Frequently, catalyst beds are placed in a single horizontal vessel for units less than 100 LT/D. Each bed is separated by internal partition plates. For the larger units, individual catalyst beds are normally used. Although vertical reactors are used, they are not normally economical in units less than 800 LT/D. Internal refractory lining of these vessels is not necessary unless in-place catalyst regeneration is planned, in which case the support grating must be designed for elevated temperatures. Each catalyst bed should have a minimum of 3 inches of insulation outside if no internal refractory is used. When internal refractory lining is supplied, the outside insulation thickness can be reduced to 1 to 2 inches.
Nozzles located in the bottom of catalytic reactors should be installed flush with the vessel interior, otherwise internal projections act as weirs, allowing corrosive material to accumulate and corrode carbon steel walls.
PIPING
There are two major areas of piping concern: liquid sulfur drain lines and vapor process lines. Since sulfur freezes below 245°F, liquid sulfur drain lines must be adequately heated and insulated to prevent sulfur solidification. Main process lines are also heavily insulated to prevent vapor sulfur from condensing and/or subliming. However, the more critical concern in large process piping is allowance for thermal expansion.
Process lines expand because outlet temperatures from catalytic reactors range between 400 and 680°F. Expansion of these lines can cause severe damage to vessels, heat exchangers, and pipe if not adequately designed. Either stainless steel convoluted expansion joints or expansion "loops" are used on catalytic reactor outlets. Convoluted joints should be installed in vertical pipe sections only and should be insulated on the outside.
Carbon steel piping is adequate. Schedule 40 is normally used for small units. However, units requiring 14-inch or larger lines need only standard weight pipe. For process lines over 30 inches in diameter, piping thickness can be the same as for catalytic reactor vessel walls.
Typically, condensers are sealed by liquid sulfur, since it drains into the sulfur collection vessel. This prevents uncondensed gases from escaping to the atmosphere via the sulfur pit. Molten sulfur drain lines, which usually include both horizontal and vertical sections, need to have installed adequate facilities for clean-out to avoid premature unit shut-down for unplugging drain lines.
The best method of heating liquid sulfur drain lines is with jacketed pipe. Usually steam is used as a heat source, but hot oil is also satisfactory. For best performance, the system should be designed to maintain molten sulfur at a minimum temperature of 280°F. Generally, it is best not to use superheated steam because of the danger of overheating sulfur. Above about 325°F, the sulfur viscosity increases rapidly, preventing free flow from condensers to storage (Fig. 1).

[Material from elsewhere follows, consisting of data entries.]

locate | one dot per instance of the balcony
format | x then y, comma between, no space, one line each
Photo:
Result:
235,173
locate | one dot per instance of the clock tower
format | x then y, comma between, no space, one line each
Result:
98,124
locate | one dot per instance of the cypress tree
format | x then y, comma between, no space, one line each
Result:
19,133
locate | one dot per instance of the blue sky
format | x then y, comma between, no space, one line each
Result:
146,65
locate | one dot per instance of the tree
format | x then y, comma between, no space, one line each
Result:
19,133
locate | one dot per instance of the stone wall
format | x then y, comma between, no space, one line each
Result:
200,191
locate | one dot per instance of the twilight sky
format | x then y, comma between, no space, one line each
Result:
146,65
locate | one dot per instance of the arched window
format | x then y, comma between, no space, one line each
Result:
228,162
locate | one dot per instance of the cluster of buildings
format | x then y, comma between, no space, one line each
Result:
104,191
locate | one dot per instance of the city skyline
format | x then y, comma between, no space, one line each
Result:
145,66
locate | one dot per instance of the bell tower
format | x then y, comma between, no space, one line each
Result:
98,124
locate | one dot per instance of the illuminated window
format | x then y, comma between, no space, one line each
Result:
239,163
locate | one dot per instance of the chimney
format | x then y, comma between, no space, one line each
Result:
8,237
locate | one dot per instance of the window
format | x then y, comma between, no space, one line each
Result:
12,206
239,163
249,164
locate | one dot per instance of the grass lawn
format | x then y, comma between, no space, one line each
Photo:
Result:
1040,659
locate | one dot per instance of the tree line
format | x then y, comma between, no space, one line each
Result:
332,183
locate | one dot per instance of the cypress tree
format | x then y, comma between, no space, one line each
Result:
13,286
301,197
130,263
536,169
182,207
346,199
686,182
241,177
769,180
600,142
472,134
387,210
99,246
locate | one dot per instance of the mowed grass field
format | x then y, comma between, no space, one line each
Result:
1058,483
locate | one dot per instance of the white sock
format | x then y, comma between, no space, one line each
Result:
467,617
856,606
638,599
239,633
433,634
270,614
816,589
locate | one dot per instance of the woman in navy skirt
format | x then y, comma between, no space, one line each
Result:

Since liquid sulfur seals the condenser to prevent vapors from getting to the atmosphere, it is imperative that the "net" liquid column be sufficient to withstand the maxi- mum operating pressure, usually the air blower maximum discharge pressure.
INCINERATOR/STACK
All sulfur compounds can be oxidized to SO2 both thermally and catalytically. Thermal oxidation normally occurs at temperatures between 1,000 and 1,500°F in the presence of excess oxygen. The penalty for using insufficient oxygen and/or lower temperatures is that some H2S may not be converted to SO2; thus H2S is discharged to the atmosphere. Using too much oxygen consumes costly fuel.
Claus unit tail gas will not support combustion because there are too few combustibles present (<3%). Thus, oxidation of all sulfur components in tail gas to SO2 requires use of external fuel and air.
Catalytic incineration, a recent development, works when tail gas is heated to 750-900°F. Heated gas and heated air in contact with a fixed-bed catalytic reactor promote oxidation of sulfur components to SO2.
Air is fed by natural draft for most thermal incinerators, but for those operating with waste heat recovery sections, a blower is used. Usually at least 25% excess air is used for proper tail gas incineration.
Incinerator and stack are often combined into a single vessel, called an incinerator-stack. In this convenient design, the incinerator is usually an enlarged base and the stack of a small diameter extending upward from the incinerator. A horizontal burner normally mounts into the incinerator side. Tail gas can be fed either through the burner or into the incinerator adjacent to the burner via another nozzle.
Normally the incinerator is sized for at least 0.5-1.5 seconds residence time.
Most incinerator-stacks are constructed with a steel shell lined with heat-resistant refractory. Such stacks can be free- standing, or guy- or derrick-supported structures. Selection of support type is dictated by stack height, windload and/or, seismic criteria for the site. A guy-supported stack is most: economical; however, a larger plot space is needed for guy anchors and cables. A free standing stack is most commonly: used for heights not exceeding 250 ft. Taller stacks are usually derrick-supported.
Incinerators are generally designed for a maximum operating temperature of 2,000°F. Thus refractories rated as low as 2,200°F have been successfully used in incinerator-stack installations. Normally, one layer of refractory is sufficient, and is usually an insulating castable rated at service conditions of 2,200°F or above.
Vertical incinerators installed at the base of the stack require proper protection for the incinerator steel floor. The preferred protection is circulation of ambient air below the steel floor. For best results, the steel should be kept cooler than 650- 700°F, and hotter than 300°F. Above about 650°F, steel can be directly sulfided. Below 300°F, water can condense against the shell, absorb SO2 and form a very strong, highly corrosive acid. Accomplishing these temperature goals requires careful design of both inside refractory lining and outside insulation. Normally, refractory thickness to protect the incinerator shell (either vertical or horizontal type) is 2 to 4 inches. The incinerator floor on vertical units normally employs 4 to 6 inches of refractory.
The incinerator-stack should be insulated on the outside to prevent low shell temperature. This insulation can be an air gap (usually 3 to 4 inches deep) with either a stainless steel or aluminum sheathing around the incinerator-stack, or a <1.0 inch-thick layer of blanket-type insulation covered with aluminum or stainless steel. Over-insulation can cause steel shell overheating.
Most government air control units (federal, state and/or local) require that emissions be monitored on a periodic basis. Thus the incinerator-stack is usually equipped with plat- forms, sample nozzles and utilities located at the proper level. This equipment permits periodic measurement of stack flowrate and stack gas composition for use in determining sulfur emission rates.
Where continuous monitoring is required, SO2 stack gas analyzers are installed on the stack. These instruments are often coupled with flow meters to develop a continuous record of flow and SO2 content.
Typical stack velocities for design are 40 to 100 ft/sec, with allowable pressure drop generally determining actual design flowrate.